5. Party with caution
We would never dare to advise against partying in Cape Town. Sunsets here are a daily phenomenon and the city comes alive in a different way at night. Drinks are flowing in areas such as the trendy Kloof Street (check out Yours Truly, Tiger’s Milk, or Asoka), rooftops in V&A such as Radisson Red or Silo Hotel, or the open-air bars of Long Street such as SGT Pepper or Beerhouse (which locals love to hate, but can’t seem to stay away from).
There ain’t no party like a Cape Town party, but just make sure you are again, abiding by rule #1 – even when bar hopping between venues, make sure you are in a pack or just hop in a one-minute Uber.
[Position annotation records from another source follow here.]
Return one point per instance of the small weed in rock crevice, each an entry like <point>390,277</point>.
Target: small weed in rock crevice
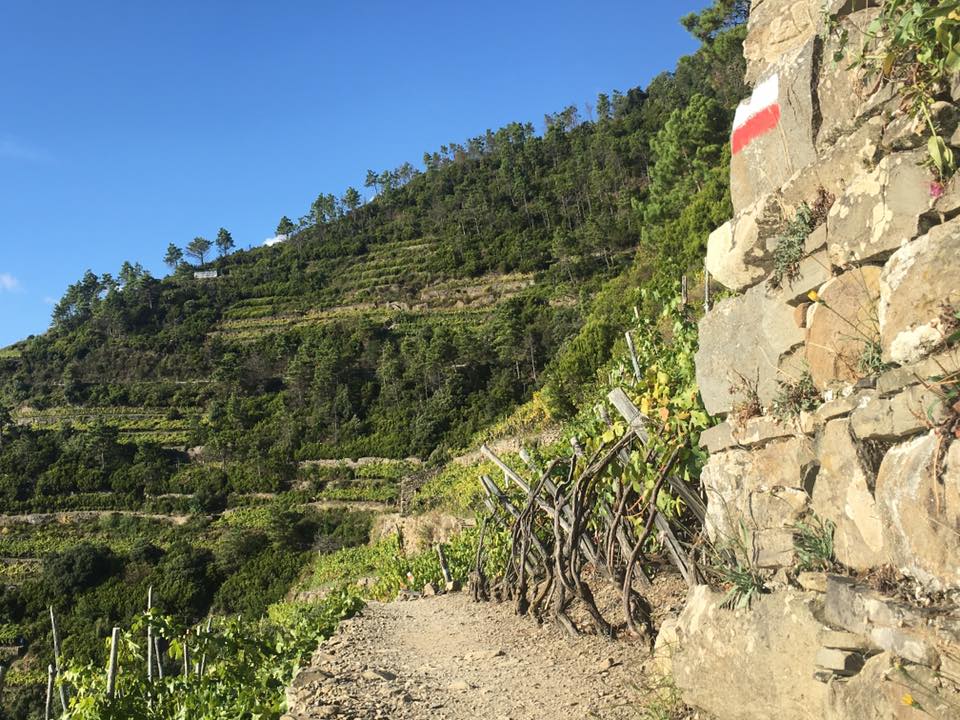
<point>790,247</point>
<point>791,243</point>
<point>871,360</point>
<point>794,397</point>
<point>733,565</point>
<point>749,406</point>
<point>813,543</point>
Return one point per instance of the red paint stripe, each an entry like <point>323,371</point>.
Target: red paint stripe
<point>763,122</point>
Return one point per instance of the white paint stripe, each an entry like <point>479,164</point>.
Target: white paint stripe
<point>764,95</point>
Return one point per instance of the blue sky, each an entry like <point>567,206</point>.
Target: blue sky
<point>129,125</point>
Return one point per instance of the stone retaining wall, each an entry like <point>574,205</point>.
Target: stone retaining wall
<point>857,331</point>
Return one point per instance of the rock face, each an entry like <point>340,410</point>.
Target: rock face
<point>920,508</point>
<point>762,658</point>
<point>744,337</point>
<point>761,493</point>
<point>918,283</point>
<point>738,252</point>
<point>774,129</point>
<point>841,327</point>
<point>877,455</point>
<point>880,210</point>
<point>842,494</point>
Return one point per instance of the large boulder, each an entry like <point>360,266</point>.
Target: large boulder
<point>918,495</point>
<point>740,252</point>
<point>919,282</point>
<point>774,129</point>
<point>891,419</point>
<point>762,492</point>
<point>775,28</point>
<point>751,664</point>
<point>879,692</point>
<point>880,210</point>
<point>842,494</point>
<point>842,326</point>
<point>847,94</point>
<point>744,338</point>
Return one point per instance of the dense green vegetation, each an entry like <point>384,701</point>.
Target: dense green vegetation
<point>505,269</point>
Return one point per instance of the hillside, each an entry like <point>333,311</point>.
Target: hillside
<point>201,437</point>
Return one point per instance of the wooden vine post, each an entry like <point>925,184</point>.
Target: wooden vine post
<point>575,516</point>
<point>112,667</point>
<point>48,706</point>
<point>149,636</point>
<point>56,658</point>
<point>706,288</point>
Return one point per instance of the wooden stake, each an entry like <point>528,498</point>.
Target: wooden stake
<point>149,637</point>
<point>444,568</point>
<point>156,652</point>
<point>706,289</point>
<point>56,658</point>
<point>633,357</point>
<point>48,707</point>
<point>203,659</point>
<point>112,667</point>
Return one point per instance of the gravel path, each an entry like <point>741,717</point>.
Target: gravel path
<point>448,657</point>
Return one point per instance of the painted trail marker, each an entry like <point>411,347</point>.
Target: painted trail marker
<point>758,115</point>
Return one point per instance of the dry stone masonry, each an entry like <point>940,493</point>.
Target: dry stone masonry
<point>834,386</point>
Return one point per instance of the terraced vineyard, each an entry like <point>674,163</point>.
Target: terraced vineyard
<point>163,426</point>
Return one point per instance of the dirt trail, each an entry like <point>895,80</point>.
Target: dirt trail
<point>448,657</point>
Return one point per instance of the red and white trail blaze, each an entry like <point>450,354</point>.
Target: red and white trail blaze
<point>758,115</point>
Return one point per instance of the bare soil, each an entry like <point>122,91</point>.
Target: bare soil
<point>449,657</point>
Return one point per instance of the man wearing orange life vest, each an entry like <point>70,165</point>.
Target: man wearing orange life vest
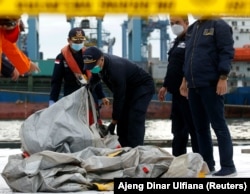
<point>9,32</point>
<point>68,70</point>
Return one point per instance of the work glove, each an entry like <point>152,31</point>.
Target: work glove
<point>51,102</point>
<point>111,128</point>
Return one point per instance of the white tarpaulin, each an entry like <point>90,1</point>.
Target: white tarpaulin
<point>68,155</point>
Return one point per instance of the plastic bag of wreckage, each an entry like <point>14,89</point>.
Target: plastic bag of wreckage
<point>64,127</point>
<point>94,168</point>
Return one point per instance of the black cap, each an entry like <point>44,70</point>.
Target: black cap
<point>77,34</point>
<point>90,57</point>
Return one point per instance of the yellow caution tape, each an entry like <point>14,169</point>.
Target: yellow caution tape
<point>130,7</point>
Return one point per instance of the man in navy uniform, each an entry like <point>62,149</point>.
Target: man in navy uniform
<point>132,87</point>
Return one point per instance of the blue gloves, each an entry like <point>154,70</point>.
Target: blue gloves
<point>111,128</point>
<point>51,102</point>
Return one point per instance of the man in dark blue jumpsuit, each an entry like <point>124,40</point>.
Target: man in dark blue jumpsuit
<point>182,121</point>
<point>133,89</point>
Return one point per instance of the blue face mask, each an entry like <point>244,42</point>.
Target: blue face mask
<point>96,69</point>
<point>76,47</point>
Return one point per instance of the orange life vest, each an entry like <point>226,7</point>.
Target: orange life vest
<point>10,49</point>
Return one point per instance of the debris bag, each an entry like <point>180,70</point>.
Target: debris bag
<point>64,127</point>
<point>89,169</point>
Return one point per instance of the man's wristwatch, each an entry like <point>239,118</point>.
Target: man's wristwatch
<point>223,77</point>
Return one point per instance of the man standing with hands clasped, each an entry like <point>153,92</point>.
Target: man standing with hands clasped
<point>132,88</point>
<point>209,52</point>
<point>182,121</point>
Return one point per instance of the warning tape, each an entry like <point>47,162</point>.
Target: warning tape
<point>130,7</point>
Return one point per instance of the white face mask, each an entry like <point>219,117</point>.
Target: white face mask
<point>177,29</point>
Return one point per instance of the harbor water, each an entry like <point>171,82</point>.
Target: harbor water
<point>155,129</point>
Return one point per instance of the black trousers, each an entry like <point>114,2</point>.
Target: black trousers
<point>131,125</point>
<point>182,126</point>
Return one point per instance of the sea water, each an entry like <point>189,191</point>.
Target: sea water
<point>159,129</point>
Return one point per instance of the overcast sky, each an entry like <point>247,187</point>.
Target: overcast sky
<point>53,33</point>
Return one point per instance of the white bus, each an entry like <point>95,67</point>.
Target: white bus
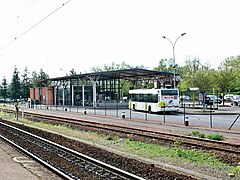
<point>154,100</point>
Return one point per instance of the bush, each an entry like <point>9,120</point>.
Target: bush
<point>198,134</point>
<point>217,137</point>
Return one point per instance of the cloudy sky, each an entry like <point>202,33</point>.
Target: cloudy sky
<point>83,34</point>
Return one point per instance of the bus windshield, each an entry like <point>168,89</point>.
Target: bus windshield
<point>169,92</point>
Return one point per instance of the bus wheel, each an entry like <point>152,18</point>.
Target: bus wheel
<point>149,109</point>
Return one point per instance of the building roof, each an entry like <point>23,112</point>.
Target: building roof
<point>128,74</point>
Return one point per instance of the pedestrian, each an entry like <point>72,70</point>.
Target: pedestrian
<point>207,102</point>
<point>17,110</point>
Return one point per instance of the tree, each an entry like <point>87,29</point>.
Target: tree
<point>194,74</point>
<point>15,85</point>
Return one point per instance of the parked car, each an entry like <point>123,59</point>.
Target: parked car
<point>236,100</point>
<point>185,98</point>
<point>228,97</point>
<point>213,98</point>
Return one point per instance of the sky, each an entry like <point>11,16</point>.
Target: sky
<point>83,34</point>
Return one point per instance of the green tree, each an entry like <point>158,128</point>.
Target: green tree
<point>194,74</point>
<point>15,85</point>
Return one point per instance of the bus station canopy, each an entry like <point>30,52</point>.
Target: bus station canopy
<point>127,74</point>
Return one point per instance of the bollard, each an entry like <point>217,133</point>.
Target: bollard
<point>123,115</point>
<point>186,121</point>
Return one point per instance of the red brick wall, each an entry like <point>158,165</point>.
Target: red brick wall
<point>36,92</point>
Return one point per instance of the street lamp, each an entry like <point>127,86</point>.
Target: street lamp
<point>174,65</point>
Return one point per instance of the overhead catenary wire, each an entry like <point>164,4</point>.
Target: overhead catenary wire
<point>19,15</point>
<point>36,24</point>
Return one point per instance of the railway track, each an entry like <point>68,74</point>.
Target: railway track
<point>65,162</point>
<point>148,135</point>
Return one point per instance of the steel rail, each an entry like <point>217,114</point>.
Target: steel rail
<point>139,132</point>
<point>72,154</point>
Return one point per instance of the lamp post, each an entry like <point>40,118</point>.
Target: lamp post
<point>174,65</point>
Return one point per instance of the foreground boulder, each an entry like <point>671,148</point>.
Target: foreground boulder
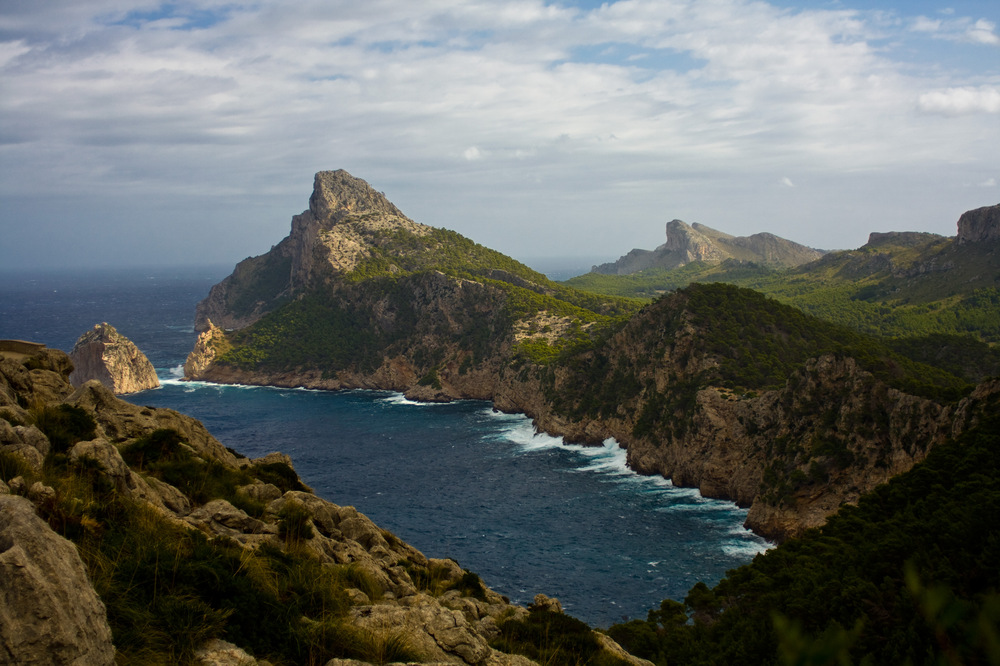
<point>174,522</point>
<point>106,355</point>
<point>49,612</point>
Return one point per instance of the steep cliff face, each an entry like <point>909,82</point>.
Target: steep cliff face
<point>734,396</point>
<point>794,453</point>
<point>690,243</point>
<point>106,355</point>
<point>49,612</point>
<point>981,225</point>
<point>278,537</point>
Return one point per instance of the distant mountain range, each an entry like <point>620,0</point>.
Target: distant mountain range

Keep your wits about you, don’t let things get out of control, never leave your drink unattended, and drink responsibly — but that’s a good practice anywhere on the globe.
Nothing should stop you from having anything less than an epic, exhilarating, breathtaking time in Cape Town. When in doubt, ask around, go with a credible tour or a trusted group of travel buddies. And always trust your gut — if it doesn’t feel right, it probably isn’t.
If you abide by these rules, you will be taking the necessary precautions to make your experience the best that it can be. Cape Town is a spectacular place and we promise you will never want to leave!